At the south end of Albemarle Street, on the other side of the train tracks, is the former site of one of Hamilton’s first large-machine manufacturers. Berlin Machine Works of Beloit, Wisconsin, opened the plant in 1908. At the time, the company was the largest manufacturer of woodworking machinery in the world. The building’s elaborate brickwork resembles that of earlier industrial buildings in the city, but important elements of modern plant design can also be seen, including steel construction and a saw-tooth roof.
In 1917, the P.B. Yates Machine Company bought the Berlin Machine Works plant. In 1930, a portion of the plant was sold to A.H. Tallman and Brothers Bronze Company. This long-standing Hamilton company moved to Burlington in the early 1960s, where it continued to operate as the Tallman Bronze Company.
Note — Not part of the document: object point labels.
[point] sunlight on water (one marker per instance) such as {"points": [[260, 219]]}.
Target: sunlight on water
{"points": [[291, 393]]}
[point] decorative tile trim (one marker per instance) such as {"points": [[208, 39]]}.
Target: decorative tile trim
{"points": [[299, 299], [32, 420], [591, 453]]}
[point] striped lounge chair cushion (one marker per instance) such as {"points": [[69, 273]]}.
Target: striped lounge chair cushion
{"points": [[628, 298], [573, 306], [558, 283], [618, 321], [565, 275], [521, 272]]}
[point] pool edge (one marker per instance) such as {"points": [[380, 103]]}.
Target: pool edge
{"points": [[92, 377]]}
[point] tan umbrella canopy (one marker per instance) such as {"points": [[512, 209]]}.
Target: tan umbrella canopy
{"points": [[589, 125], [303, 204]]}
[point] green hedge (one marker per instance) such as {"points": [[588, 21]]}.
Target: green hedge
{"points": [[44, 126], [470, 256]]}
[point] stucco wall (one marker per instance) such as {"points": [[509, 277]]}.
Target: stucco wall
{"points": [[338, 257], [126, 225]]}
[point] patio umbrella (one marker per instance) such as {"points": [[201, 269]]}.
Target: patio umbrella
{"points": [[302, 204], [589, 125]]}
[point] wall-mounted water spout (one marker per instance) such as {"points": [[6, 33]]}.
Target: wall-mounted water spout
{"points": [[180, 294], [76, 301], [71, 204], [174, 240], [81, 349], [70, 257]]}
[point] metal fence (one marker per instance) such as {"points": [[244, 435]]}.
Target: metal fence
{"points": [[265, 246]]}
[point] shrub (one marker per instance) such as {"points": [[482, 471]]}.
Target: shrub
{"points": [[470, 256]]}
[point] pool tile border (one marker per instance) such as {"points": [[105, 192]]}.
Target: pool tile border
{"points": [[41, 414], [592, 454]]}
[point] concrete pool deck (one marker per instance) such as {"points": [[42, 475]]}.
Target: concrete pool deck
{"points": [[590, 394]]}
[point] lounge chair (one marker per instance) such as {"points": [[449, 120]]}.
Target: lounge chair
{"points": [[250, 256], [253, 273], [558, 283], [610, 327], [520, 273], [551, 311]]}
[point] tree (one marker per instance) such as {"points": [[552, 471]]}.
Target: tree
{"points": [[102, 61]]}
P.B. Yates sold another portion of the plant to Reid Press in 1937. This well-known printing and lithographing firm operated in the city until 1984.
"During the Great Depression my father and many other people had garden plots on P.B. Yates's property. Those lots kept people fed."
Ken O'Neil, retired steelworker
You can still see a number of the original white terra cotta logos of the Berlin Machine Works on these buildings. They consist of a Berlin “B” set inside a cog wheel. When the Reid Press moved in, it converted the “B” to an “R” by chiseling out the bottom of each logo.